Compare, for example, the aristocratic tradition of the duel with the training for self-restraint in the face of insults found among blacks and other subordinate groups. Nowhere is the training in self-control more apparent than in the tradition of the ‘dozens’ or ‘dirty dozens’ among young black males in the United States. The dozens consist in two blacks trading rhymed insults of one another’s family (especially mothers and sisters); victory is achieved by never losing one’s temper and fighting, but rather in devising ever more clever insults so as to win the purely verbal duel. Whereas the aristocrat is trained to move every serious verbal insult to the terrain of mortal combat, the powerless are trained to absorb insults without retaliating physically. As Lawrence Levine observes, ‘The Dozens served as a mechanism for teaching and sharpening the ability to control emotions and anger; an ability which was often necessary for survival.’ There is evidence that many subordinate groups have developed similar rituals of insult in which a loss of self-control means defeat.

Brag rap, then, started as a coping mechanism, not for the rapper but for the listener. And it is this tradition that exists in rap music today. And it is for this reason that Meek Mill is just as political as Macklemore. To suggest otherwise is to ignore hundreds of years of racial oppression that have led to a very specific celebratory musical genre.
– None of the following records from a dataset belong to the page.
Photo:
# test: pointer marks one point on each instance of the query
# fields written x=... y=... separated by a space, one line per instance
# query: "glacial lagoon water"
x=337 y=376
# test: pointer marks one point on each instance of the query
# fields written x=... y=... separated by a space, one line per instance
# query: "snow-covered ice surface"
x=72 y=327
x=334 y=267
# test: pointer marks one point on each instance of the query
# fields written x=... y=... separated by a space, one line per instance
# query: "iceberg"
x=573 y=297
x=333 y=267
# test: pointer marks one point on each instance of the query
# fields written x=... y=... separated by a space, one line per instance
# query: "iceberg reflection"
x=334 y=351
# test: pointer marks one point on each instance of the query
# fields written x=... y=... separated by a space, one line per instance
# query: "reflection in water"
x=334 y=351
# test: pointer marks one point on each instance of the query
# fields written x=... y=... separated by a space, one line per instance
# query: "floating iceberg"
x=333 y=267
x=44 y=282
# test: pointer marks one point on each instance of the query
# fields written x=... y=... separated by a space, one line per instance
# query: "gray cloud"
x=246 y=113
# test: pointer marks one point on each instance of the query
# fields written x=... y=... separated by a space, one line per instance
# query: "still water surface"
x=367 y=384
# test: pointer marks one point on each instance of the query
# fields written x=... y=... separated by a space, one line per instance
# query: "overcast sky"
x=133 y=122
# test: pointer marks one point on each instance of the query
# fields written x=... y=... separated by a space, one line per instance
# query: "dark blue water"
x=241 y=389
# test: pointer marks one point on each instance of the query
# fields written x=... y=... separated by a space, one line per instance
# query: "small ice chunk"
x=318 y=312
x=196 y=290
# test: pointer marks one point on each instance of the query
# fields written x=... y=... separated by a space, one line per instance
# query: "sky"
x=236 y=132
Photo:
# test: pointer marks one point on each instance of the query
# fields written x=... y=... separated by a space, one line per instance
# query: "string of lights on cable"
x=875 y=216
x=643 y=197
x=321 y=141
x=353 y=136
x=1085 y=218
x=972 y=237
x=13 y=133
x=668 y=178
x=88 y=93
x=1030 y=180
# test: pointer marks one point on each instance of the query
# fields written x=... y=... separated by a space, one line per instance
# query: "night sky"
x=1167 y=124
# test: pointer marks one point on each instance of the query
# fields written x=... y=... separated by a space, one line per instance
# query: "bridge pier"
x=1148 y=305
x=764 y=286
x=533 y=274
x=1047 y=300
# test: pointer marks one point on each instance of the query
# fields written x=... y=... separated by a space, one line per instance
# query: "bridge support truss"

Macklemore, interestingly, answers many of these questions about “conscious” rap in his song “White Privilege.”

He raps:

Now I don’t rap about guns so they label me conscious
But I don’t rap about guns cause I wasn’t forced into the projects
See I was put in the position where I could chose my options
Blessed with the privilege that my parent’s could send me to college
Now who’s going to shows the kids on the block starving
Or the white people with dough that can relate to my content?
Marketed the music now adapted to the lifestyle
What happened to jazz and rock and roll is happening right now
Where’s my place in the music that’s been taken by the media
With white corporations controlling what their feeding ya
I brought up aesop rock but I’m not even dissing dude
We love hiphop and what do you think caucasians are listening to
And I speak freely when I write this
If a black emcee examined race there goes half their fan base, white kids

Macklemore sees himself as a peer of all other emcees. Earlier in the song he mentioned Aesop Rock, but in this verse he qualifies what he said. He’s not dissing Aesop. He’s not dissing contemporary mainstream rap. He’s dissing a system–a system that has made a spectacle of the slave trying to grow a thick skin so he won’t lash out when his master berates him. A system that makes this spectacle and then accuses the slave of being out of line, of saying too many bad words, of being too angry. A system that simultaneously fetishizes the sexual prowess of the slave while punishing him for talking about sexual conquests. A system that celebrates blackness as long as it is only an extension of whiteness.

All this to ask the question: can we please drop the conscious/non-conscious distinction in hip-hop?